1. Observe that the sender is idle (waiting for the arrival of the acknowledgement for large fraction of the time). The percentage of the time that the sender is active is much less than one hundred percent.
2. Observe that in the top of the animation area a line shows the time since the data packet left the sender. Notice that the timer line does not reach its end before the acknowledgement reaches the sender.

Repeat experiment one except select the Lost Data radio button.

1. What is different about the simulation this time? Why does the receiver not send an acknowledgement? How is the timer at the top of the animation area involved?

Repeat experiment two except select the Lost ACK radio button.

1. What is different about the simulation this time? Why does the receiver send an acknowledgement this time unlike in experiment two? How is the timer at the top of the animation area involved?

As noted above, the stop-and-wait protocol does not have good utilization in many situations. The sender spends much of its time waiting instead of transmitting packets. The solution is pipelining which means that the sender can transmit another packet even when the acknowledgement for the previous packet has not yet arrived. Thus, there may be multiple outstanding data packets. This experiment illustrates the simplest case for a pipelined protocol: when there are no losses. Select the Pipelined radio button and the No Loss radio button and then click the Start button.

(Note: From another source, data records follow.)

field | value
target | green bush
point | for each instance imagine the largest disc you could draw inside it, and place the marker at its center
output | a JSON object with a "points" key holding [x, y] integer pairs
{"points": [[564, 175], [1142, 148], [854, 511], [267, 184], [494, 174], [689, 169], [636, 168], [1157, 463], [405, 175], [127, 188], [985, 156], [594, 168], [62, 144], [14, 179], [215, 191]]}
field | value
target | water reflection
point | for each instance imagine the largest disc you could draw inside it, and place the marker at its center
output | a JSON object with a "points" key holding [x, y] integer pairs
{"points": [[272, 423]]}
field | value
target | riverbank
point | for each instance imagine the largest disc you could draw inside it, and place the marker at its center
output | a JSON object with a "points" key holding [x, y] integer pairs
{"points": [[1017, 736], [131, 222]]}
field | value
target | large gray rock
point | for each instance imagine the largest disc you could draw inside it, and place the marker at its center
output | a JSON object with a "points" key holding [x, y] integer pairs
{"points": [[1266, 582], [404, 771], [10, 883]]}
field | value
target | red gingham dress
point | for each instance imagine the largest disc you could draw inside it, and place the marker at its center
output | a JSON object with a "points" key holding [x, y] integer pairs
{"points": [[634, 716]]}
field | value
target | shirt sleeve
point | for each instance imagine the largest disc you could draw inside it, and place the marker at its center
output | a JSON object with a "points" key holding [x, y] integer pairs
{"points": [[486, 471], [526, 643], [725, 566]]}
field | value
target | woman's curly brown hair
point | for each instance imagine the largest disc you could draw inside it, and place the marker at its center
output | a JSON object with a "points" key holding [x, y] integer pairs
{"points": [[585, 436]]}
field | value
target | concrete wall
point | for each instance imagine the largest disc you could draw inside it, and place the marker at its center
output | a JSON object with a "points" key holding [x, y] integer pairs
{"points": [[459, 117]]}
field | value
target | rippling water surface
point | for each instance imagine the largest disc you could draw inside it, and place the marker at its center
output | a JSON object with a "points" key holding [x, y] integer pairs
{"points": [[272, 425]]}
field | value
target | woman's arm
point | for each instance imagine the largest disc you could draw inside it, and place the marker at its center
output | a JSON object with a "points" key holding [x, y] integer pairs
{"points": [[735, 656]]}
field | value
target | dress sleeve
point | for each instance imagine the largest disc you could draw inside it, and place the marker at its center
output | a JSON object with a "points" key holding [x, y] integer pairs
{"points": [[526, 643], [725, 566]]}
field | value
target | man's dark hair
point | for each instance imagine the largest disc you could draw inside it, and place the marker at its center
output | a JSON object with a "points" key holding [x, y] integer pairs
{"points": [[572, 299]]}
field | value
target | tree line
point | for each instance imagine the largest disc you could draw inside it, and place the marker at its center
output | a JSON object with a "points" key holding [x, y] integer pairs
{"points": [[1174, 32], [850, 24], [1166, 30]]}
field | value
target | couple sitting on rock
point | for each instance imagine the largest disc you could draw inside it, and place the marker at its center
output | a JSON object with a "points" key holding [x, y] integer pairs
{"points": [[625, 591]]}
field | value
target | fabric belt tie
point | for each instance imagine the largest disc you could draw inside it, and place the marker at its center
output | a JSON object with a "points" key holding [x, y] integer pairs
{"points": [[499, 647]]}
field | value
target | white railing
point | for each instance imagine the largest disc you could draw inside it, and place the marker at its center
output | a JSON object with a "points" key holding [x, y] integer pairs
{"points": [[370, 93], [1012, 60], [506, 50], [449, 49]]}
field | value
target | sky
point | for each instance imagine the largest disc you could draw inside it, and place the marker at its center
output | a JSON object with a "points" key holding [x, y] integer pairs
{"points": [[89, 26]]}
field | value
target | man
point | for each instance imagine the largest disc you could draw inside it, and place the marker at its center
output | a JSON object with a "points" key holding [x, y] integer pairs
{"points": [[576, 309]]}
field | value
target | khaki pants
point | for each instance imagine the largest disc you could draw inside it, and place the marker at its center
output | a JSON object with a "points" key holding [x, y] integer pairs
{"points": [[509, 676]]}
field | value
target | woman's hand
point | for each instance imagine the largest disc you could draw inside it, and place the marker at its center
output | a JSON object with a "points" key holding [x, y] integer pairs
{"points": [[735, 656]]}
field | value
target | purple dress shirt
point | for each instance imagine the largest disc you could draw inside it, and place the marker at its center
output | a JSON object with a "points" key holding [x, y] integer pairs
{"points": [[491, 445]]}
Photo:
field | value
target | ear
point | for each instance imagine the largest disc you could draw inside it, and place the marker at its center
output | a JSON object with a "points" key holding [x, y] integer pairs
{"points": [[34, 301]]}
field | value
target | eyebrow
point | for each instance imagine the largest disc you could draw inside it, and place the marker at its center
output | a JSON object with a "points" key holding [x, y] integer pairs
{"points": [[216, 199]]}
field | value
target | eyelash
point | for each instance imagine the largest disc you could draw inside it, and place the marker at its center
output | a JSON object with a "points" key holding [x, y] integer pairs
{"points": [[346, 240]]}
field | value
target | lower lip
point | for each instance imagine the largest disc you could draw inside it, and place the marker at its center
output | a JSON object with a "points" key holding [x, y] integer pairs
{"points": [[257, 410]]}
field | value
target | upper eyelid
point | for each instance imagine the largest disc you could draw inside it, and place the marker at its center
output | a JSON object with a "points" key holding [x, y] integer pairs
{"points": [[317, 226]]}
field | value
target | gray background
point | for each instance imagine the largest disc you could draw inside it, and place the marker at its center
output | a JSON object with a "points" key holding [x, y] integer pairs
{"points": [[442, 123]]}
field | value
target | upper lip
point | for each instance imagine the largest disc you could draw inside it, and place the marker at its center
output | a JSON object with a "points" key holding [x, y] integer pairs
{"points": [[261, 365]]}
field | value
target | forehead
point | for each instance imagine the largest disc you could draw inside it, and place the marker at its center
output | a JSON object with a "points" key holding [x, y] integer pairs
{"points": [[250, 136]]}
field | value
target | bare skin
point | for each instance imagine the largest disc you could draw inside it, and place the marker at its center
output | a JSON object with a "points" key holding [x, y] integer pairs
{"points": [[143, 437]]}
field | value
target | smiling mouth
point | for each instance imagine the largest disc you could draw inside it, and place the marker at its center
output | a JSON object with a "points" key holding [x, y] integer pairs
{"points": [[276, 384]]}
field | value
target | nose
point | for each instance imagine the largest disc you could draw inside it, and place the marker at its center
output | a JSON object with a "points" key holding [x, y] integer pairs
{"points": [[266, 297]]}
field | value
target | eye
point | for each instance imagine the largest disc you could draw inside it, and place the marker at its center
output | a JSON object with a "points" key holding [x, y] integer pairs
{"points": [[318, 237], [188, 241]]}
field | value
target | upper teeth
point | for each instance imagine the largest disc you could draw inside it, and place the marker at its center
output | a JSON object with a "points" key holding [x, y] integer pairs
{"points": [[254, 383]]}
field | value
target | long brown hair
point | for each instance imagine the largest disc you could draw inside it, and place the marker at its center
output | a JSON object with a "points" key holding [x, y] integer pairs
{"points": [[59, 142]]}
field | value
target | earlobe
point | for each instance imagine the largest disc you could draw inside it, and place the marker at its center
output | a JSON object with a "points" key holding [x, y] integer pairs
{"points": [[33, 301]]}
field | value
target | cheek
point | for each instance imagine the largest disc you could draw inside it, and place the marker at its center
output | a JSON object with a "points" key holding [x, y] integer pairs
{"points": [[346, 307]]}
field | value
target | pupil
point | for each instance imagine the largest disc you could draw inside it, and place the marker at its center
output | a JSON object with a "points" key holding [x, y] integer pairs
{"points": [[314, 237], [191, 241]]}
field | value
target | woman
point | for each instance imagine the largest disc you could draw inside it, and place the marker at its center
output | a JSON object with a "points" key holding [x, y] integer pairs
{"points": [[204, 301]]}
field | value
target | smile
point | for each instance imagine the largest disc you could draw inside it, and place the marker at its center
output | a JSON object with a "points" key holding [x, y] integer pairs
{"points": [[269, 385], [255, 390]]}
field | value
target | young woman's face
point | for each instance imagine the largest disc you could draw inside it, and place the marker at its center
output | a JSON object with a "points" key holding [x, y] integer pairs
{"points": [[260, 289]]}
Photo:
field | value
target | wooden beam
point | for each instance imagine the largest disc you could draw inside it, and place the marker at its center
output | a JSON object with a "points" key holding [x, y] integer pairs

1. Observe that the time to complete sending three data packets (including the acknowledgements reaching the sender) is much less than the time it would have taken with the stop-and-wait protocol. Observe that there is a timer in the top of the animation area for each outstanding packet. Observe that the acknowledgement reaches the sender before the corresponding timer expires (that is, times out) for every data packet and that timer than is cancelled and disappears.

There are two main approaches for how Pipelined reliable data transfer protocols handle losses. This applet illustrates the Selective Repeat approach. Repeat experiment four except select the Lost Data radio button. Which of the three data packets initially transmitted is lost is randomly chosen on each simulation. Consequently, you will want to repeat this experiment to see the differences in what happens depending on which data packet is lost.

1. What is different about the simulation this time? What does the receiver do about sending acknowledgements? How are the timers at the top of the animation area involved?

Repeat experiment four except select the Lost Data radio button. The first acknowledgement is always the one that is lost in the simulation.

1. What is different about the simulation this time? What does the receiver do about sending acknowledgements? How are the timers at the top of the animation area involved?

All of the above experiments assumed default values for the link bandwidth, the packet size, and the one way delay. The one way propagation delay is determined by the link length and the propagation speed of the media.

1. Select one of the above experiments and repeat but with a different link bandwidth. How does the change in the bandwidth change the appearance of the packet? How does the change in the bandwidth change the simulation in general?
2. Select one of the above experiments and repeat but with a different packet size. How does the change in the packet size change the appearance of the packet? How does the change in the packet size change the simulation in general?
3. Select one of the above experiments and repeat but with a different one way delay. How does the change in the one way delay change the appearance of the packet? Do you notice any changes in the speed at which the packets move? Do you notice any changes in the speed at which the timers advance? Is there a connection between those two speeds? How does the change in the one way delay change the simulation in general?
4. The applet does not support changing the duration of a timeout period relative to the duration of the one way propagation delay. If the applet were to allow the timeout period to be shorter relative to the one way delay, how would that affect the protocol behavior? If the applet were to allow the timeout period to be longer relative to the one way delay, how would that affect the protocol behavior?